Abstract 562: Plgf is Crucial for the Hypertensive Response and T Cells Infiltration in Target Organs Induced by Angii
Although several therapeutic strategies have been developed against the main components involved in blood pressure (BP) regulation, an optimum control in some hypertensive patients is still flawed, suggesting that mechanisms so far unidentified, sustain BP increase. Interestingly, an emerging area of investigation revealed that adaptive immunity is central in hypertension, since mice devoid of lymphocytes are protected from hypertension, and adoptive transfer of T cells, but not B cells, restores the typical hypertensive response. How hypertensive stimuli can afford this, still represents a fascinating enigma, challenging the search for molecular players, capable to bridge vascular responses to immunity and probably orchestrating the still unveiled role of immune system in hypertension. Among the manifold cytokines and inflammatory mediators, Placental Growth Factor (PlGF), belonging to a family of VEGF related angiogenic factors, caught our attention, given its role of “angiogenic cytokine” and its expression by cells of both the cardiovascular and the immune system. Moreover, it has also been recently shown that PlGF is secreted in vascular cells in response to AngII. Thus, we hypothesized that PlGF might recruit a selected type of immune cell, expressing its receptor VEGFR1, influencing the process of T cells activation during hypertensive challenges. We found that the typical hypertensive response induced by chronic AngII infusion, was completely prevented in mice with genetic deletion of PlGF, as well as the typical end organ damage induced by hypertension, i.e. cardiac hypertrophy, renal damage, microvascular rarefaction and immune cells infiltration in target organs.
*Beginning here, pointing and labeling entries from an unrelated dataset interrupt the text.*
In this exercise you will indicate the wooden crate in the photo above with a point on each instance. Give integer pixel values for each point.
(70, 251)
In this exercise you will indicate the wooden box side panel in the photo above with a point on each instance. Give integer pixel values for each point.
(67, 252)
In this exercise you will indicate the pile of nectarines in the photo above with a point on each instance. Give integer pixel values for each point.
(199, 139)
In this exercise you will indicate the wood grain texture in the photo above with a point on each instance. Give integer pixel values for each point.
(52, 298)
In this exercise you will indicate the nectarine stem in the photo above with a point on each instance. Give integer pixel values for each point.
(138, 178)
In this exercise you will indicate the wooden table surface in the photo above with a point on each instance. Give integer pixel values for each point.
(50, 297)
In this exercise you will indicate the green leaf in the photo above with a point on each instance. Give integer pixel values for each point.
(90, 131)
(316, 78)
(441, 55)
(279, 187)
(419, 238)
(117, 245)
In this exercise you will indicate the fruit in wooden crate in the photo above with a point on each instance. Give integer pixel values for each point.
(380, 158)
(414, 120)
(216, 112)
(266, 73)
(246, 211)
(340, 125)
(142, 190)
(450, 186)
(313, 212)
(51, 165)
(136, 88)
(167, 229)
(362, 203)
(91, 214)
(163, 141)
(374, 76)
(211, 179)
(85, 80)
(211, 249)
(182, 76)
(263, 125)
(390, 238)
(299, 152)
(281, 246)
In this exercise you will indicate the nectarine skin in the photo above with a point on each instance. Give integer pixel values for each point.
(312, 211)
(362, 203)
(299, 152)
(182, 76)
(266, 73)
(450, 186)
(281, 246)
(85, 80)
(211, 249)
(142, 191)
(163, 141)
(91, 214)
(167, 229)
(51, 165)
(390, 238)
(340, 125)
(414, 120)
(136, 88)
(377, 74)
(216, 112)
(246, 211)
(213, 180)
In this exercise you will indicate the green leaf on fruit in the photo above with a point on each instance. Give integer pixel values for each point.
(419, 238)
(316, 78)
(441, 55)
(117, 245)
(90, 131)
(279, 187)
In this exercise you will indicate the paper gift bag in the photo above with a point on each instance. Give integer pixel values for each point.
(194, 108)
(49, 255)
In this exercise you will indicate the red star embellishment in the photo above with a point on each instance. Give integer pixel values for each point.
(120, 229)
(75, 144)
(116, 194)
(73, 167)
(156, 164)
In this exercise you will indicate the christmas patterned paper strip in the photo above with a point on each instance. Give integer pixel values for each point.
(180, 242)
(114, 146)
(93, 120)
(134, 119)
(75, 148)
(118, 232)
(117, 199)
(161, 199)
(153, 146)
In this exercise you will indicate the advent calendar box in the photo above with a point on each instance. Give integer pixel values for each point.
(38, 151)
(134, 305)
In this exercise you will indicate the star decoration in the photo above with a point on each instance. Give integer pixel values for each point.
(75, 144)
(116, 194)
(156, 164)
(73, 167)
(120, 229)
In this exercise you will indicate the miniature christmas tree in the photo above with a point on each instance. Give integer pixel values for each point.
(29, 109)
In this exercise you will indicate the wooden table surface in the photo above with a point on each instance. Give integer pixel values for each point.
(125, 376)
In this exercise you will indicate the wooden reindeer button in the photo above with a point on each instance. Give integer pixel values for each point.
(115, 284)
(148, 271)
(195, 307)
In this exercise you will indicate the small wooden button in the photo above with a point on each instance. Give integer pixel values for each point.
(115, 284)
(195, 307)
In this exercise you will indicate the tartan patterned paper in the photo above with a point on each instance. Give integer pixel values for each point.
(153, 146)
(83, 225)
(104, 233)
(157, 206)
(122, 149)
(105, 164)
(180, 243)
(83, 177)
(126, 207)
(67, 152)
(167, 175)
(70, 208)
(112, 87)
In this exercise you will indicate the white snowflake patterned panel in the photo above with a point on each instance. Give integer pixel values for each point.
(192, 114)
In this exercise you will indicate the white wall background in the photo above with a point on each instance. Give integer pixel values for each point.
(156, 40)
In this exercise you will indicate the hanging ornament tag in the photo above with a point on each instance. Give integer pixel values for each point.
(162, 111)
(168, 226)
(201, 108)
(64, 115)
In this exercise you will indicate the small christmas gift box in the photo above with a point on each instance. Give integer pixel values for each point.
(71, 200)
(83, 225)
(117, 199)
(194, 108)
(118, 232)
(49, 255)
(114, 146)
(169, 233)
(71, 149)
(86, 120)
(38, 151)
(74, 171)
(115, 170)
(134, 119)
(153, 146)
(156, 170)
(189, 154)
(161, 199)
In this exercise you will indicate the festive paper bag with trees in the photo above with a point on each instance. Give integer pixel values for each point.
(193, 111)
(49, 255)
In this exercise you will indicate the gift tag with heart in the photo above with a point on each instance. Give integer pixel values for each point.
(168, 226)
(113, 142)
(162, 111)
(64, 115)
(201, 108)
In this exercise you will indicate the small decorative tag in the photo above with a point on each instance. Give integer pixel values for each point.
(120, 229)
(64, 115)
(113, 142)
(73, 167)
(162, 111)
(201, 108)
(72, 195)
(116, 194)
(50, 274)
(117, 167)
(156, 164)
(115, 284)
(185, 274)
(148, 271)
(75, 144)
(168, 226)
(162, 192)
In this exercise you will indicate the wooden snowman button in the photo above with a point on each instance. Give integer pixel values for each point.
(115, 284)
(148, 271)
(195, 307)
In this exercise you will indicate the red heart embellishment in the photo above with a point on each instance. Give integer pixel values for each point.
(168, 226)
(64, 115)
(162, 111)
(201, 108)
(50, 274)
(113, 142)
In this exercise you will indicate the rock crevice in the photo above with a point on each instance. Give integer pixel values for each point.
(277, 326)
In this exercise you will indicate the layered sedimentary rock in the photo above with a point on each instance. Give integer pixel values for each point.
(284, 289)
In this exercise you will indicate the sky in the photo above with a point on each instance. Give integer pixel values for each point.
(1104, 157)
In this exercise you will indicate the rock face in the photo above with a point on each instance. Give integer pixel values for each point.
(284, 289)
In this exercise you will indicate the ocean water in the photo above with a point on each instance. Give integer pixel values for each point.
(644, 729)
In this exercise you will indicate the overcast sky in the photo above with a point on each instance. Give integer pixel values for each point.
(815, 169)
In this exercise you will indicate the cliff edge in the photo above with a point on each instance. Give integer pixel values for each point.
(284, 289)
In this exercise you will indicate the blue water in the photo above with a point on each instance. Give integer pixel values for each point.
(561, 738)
To determine whether the involvement of PlGF in immune system activation and T cells infiltration during AngII-induced hypertension had a causal role or was merely a consequence of the failure in BP raise, we analyzed both vessels and kidneys, early after AngII infusion, i.e. before BP increase. Strikingly, PlGF absence protected from early infiltration of both CD4+ and CD8+ T cells. Overall our data indicate that PlGF is a pivotal player in the molecular mechanisms activating immune system recruitment during an hypertensive challenge, a central moment in the increase in BP.
- © 2013 by American Heart Association, Inc.